Céleste Albaret (1891-1984) fut la servante de Proust entre 1914 et 1922, jusqu’à la mort de l’écrivain. Entrée dans l’ombre après la mort de celui-ci, mais fidèle à sa mémoire, elle trouve la lumière de la célébrité avec le regain de faveur que connaît le romancier à partir des années 1950. En 1972, elle se confie à un journaliste dans un long entretien enregistré, dont est tiré un livre de souvenirs, Monsieur Proust, paru en 1974.

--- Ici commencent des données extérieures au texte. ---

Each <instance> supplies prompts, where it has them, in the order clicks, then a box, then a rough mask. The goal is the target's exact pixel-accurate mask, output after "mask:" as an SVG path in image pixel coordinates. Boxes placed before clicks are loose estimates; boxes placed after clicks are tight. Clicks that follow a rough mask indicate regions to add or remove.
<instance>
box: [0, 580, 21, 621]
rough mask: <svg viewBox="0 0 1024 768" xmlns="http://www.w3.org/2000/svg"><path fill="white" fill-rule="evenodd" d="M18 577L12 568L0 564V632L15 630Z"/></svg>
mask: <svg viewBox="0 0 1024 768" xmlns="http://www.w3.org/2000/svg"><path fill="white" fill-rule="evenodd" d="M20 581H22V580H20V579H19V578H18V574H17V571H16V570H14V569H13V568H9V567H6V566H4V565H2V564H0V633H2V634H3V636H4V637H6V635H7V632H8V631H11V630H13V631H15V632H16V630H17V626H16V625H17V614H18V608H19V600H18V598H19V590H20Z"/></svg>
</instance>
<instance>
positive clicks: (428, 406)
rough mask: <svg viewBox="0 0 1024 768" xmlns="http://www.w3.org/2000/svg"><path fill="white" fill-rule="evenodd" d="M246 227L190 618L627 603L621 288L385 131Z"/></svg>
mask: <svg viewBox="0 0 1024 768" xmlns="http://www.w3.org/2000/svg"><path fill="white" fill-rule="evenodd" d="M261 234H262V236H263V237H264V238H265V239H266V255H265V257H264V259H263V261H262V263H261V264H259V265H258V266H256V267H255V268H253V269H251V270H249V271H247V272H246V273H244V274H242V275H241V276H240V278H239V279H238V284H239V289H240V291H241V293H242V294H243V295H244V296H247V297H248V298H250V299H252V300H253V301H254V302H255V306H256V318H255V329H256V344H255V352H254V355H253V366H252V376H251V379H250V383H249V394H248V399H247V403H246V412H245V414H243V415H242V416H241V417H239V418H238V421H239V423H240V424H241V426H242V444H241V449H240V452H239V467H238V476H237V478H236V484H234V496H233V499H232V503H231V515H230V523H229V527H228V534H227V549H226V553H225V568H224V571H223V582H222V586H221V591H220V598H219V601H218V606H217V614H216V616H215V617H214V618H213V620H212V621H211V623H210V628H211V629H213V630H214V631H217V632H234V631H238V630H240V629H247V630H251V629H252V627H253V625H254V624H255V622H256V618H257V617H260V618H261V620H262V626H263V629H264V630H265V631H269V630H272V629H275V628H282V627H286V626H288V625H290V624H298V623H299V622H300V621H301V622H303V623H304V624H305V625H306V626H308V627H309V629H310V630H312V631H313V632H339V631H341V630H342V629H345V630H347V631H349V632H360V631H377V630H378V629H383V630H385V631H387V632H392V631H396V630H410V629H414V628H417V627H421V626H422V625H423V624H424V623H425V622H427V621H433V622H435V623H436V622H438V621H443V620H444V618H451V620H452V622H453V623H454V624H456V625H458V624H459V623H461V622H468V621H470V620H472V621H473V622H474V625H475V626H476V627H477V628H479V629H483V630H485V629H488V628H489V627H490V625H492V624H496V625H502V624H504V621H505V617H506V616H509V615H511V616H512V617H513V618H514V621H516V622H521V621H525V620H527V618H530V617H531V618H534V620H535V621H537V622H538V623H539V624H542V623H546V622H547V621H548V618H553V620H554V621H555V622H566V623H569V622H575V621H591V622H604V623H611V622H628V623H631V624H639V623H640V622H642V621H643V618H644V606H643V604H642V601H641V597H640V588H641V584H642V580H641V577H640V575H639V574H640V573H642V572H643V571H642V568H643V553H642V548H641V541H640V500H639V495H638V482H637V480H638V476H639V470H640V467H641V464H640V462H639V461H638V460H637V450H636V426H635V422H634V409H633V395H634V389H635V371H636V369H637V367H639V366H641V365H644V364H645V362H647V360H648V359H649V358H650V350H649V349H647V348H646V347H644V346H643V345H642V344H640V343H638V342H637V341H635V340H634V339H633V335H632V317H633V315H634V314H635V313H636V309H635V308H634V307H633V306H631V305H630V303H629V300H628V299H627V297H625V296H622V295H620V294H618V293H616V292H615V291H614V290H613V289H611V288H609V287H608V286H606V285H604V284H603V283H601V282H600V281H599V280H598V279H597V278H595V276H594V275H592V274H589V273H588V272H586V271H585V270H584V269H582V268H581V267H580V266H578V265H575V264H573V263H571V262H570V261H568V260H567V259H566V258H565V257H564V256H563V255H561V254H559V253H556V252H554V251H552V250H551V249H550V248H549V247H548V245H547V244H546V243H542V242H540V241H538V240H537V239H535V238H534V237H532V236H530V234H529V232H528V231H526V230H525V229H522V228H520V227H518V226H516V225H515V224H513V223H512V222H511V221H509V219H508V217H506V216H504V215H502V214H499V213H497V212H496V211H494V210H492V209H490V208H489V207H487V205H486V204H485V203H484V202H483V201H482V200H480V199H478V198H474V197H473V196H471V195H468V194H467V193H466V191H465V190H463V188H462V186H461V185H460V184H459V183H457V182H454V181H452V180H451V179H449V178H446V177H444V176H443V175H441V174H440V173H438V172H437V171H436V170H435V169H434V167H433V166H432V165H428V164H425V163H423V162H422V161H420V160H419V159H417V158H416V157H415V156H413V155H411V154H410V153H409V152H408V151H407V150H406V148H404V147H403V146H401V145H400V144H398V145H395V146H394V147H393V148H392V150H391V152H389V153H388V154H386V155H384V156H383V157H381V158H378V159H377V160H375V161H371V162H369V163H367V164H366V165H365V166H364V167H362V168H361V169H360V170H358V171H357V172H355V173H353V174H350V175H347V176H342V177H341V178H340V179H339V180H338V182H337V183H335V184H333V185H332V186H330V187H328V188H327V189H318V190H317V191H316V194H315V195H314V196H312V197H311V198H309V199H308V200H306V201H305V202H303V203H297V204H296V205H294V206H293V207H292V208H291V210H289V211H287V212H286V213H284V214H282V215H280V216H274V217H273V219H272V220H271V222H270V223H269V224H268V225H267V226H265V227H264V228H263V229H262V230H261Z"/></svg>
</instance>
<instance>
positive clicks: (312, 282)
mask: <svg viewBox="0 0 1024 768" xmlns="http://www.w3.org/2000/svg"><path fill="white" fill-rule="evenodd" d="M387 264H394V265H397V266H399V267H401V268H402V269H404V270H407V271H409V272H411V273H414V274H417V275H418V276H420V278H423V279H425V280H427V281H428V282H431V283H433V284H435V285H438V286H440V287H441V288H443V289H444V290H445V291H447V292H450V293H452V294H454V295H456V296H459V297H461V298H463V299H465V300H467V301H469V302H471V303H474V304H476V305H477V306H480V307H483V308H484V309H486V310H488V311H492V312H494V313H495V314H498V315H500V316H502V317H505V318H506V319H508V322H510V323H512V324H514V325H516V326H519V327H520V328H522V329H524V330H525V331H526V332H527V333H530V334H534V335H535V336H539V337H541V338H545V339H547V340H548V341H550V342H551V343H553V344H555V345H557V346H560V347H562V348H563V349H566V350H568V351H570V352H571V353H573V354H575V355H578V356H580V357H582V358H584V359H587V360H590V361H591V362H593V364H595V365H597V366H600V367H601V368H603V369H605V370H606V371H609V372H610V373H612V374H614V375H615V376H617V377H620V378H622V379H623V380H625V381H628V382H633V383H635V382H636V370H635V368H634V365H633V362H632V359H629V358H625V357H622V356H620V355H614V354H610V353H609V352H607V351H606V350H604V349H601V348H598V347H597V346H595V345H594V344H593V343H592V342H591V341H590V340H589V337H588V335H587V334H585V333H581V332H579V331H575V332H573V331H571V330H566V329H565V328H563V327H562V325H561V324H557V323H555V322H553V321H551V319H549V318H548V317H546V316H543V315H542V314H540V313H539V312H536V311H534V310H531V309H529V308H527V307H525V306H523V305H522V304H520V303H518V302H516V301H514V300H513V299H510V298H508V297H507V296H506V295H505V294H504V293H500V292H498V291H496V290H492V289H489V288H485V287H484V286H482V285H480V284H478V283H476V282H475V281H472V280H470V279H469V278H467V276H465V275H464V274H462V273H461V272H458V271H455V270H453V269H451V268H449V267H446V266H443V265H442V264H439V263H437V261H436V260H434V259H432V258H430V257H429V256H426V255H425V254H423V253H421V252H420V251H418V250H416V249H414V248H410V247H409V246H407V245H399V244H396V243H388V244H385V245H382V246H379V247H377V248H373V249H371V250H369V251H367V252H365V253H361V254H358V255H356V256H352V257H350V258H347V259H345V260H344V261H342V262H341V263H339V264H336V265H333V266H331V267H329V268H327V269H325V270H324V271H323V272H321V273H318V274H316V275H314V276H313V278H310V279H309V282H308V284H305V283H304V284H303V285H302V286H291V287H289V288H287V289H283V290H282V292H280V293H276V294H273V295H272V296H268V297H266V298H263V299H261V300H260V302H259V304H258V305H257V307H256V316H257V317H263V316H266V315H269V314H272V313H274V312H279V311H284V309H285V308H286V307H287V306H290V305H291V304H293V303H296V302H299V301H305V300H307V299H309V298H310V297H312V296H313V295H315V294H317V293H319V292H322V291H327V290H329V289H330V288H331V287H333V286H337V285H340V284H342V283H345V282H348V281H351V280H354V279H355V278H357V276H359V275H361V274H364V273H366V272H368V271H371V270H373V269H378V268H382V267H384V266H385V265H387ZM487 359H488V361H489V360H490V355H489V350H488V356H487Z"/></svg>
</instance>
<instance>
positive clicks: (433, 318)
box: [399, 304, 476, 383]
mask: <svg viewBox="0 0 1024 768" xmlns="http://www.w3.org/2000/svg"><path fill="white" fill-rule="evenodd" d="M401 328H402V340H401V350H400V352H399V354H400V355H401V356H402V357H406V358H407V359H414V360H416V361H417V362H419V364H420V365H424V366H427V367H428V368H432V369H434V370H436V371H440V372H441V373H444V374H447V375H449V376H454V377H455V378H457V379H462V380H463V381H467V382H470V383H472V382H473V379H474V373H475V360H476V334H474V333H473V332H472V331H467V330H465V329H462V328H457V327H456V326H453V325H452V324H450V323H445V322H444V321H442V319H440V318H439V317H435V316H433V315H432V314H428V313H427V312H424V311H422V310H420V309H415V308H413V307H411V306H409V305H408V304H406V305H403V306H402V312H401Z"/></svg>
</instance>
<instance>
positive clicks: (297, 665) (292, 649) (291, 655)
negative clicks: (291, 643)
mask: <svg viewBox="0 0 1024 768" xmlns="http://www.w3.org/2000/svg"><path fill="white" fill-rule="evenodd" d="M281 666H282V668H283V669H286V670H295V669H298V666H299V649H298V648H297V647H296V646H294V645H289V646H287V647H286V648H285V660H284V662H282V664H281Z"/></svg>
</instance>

Dans une étude remarquable sur le genre des « Souvenirs littéraires », le chercheur Vincent Laisney consacre quelques pages, non tant à l’ouvrage lui-même qu’à sa réception, au moment de sa publication (1). Il rappelle avec quelle condescendance a d’abord été accueilli ce livre, par les critiques les plus en vue du moment (Angelo Rinaldi, Claude Mauriac, etc.). Rien d’étonnant, selon lui, vu leurs préjugés de genre et de classe :
Il en était allé de même quelques années plus tôt, ajoute V. Laisney, pour les souvenirs de Fernande Olivier, le modèle de Picasso. C’est pourtant cet attachement aux petites choses qui fait le succès de l’ouvrage de Céleste Albaret lors de sa réédition en 2014. Il est notamment porté aux nues par Philippe Sollers : « Son témoignage est bouleversant de vérité. Proust s’est montré devant elle « comme personne ne le voyait » (2). Comment expliquer ce changement ?
V. Laisney ne manque pas de souligner aussi le caractère ambigu de tels éloges, tel celui de Sollers : « Elle ne comprend rien, mais elle comprend beaucoup mieux que ceux qui comprennent mal ». « [L’argument] laisse en effet entendre que les femmes auraient une compréhension intuitive – et par conséquent plus fine – de l’écosystème littéraire où elles se trouvent. De là à penser que leurs souvenirs sont dictés par la sensibilité, il n’y a qu’un pas […]. » Ce serait méconnaître la lucidité des femmes sur les enjeux de leur démarche mémorielle. Dans la perspective de la définition générique des Souvenirs littéraires qui est la sienne, Laisney décèle dans ces textes une pratique de l’effacement délibéré de soi, au profit des personnes célèbres évoquées, ce qui en fait « un genre objectivement accordé à la condition des femmes », et à leur « position dominée dans l’espace social ».